Os números provisórios do Ministério da Educação indicam, mesmo assim, que pelo menos 18 mil manuais do 1º ano vão ser reutilizados no ano lectivo de 2017/18, o que o Governo considera boas notícias tendo em conta que este foi “o ano zero da nova política”. Só no fim de Agosto a triagem estará terminada.

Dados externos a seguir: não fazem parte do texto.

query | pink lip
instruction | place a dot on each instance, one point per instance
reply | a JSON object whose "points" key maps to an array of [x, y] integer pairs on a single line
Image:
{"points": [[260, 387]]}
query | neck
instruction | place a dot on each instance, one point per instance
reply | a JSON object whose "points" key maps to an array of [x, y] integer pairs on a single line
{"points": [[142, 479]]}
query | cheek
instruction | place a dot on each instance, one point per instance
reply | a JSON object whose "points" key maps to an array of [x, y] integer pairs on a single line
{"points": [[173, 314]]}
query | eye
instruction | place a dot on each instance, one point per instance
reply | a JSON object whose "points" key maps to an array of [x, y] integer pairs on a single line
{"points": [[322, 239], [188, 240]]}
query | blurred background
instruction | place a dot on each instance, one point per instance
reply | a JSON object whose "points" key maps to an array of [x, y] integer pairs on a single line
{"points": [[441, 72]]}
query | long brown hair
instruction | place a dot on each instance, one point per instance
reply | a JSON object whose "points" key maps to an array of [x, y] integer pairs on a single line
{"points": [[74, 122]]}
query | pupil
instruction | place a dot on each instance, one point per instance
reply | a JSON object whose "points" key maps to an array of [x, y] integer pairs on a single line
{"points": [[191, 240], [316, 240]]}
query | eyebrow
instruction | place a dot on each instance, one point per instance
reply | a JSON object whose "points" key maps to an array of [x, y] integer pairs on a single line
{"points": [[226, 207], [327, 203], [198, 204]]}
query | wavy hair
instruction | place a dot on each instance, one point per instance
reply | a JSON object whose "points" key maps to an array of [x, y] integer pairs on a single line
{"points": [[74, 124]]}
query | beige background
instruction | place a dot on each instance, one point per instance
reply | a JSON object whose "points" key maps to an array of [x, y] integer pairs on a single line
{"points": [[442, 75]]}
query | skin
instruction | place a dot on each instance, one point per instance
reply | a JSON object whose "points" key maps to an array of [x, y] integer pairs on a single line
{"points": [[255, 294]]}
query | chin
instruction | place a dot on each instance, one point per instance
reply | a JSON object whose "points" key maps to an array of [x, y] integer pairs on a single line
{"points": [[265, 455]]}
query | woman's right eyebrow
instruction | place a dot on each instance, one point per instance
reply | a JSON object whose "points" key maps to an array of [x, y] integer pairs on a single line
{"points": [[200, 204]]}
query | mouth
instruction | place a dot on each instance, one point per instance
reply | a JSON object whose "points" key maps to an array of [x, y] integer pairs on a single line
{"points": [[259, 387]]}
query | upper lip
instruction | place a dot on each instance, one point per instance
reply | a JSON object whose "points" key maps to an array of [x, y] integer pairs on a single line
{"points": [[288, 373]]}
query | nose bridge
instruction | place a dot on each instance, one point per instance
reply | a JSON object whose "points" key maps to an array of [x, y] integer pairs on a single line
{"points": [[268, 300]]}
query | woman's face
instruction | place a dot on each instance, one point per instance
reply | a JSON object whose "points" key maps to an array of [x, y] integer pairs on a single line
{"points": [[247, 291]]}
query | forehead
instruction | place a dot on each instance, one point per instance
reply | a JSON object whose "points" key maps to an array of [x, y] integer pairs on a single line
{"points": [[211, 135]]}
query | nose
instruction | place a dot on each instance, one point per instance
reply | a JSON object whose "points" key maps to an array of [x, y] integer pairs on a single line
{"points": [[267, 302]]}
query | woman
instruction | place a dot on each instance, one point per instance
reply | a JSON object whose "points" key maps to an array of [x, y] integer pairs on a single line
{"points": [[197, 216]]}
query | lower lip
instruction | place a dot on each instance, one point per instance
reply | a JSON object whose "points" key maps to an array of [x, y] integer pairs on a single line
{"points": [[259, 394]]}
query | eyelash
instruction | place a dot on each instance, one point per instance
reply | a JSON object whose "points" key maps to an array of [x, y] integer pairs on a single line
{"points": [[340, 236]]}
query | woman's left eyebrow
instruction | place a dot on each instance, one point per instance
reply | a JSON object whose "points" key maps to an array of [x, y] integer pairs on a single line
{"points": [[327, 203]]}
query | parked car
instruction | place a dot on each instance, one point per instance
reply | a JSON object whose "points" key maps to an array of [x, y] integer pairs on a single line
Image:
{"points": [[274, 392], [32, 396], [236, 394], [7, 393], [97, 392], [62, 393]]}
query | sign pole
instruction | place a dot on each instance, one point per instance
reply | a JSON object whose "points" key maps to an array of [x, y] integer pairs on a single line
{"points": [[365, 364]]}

Este ano, o Governo alargou a política de gratuitidade e reutilização a todo o primeiro ciclo do básico (do 1.º ao 4.º), mas excluiu as escolas privadas.
Um estudo de Setembro do ano passado da Universidade Católica encomendado pela Associação Portuguesa de Editores e Livreiros (APEL) sobre o impacto desta nova política estimava que, no ano lectivo 2021/22, se a gratuitidade e o sistema de reutilização vigorarem em toda a escolaridade obrigatória, as editoras terão perdas acima dos 50 milhões de euros.
Só cinco exemplos — os 32 mil livros trocados em 90 bancos, os 64 mil prontos a serem vendidos na Book in Loop e ainda os 50.500 redistribuídos pelo Governo dos Açores — representam 3,1 milhões de euros que desaparecem do mercado editorial dos manuais.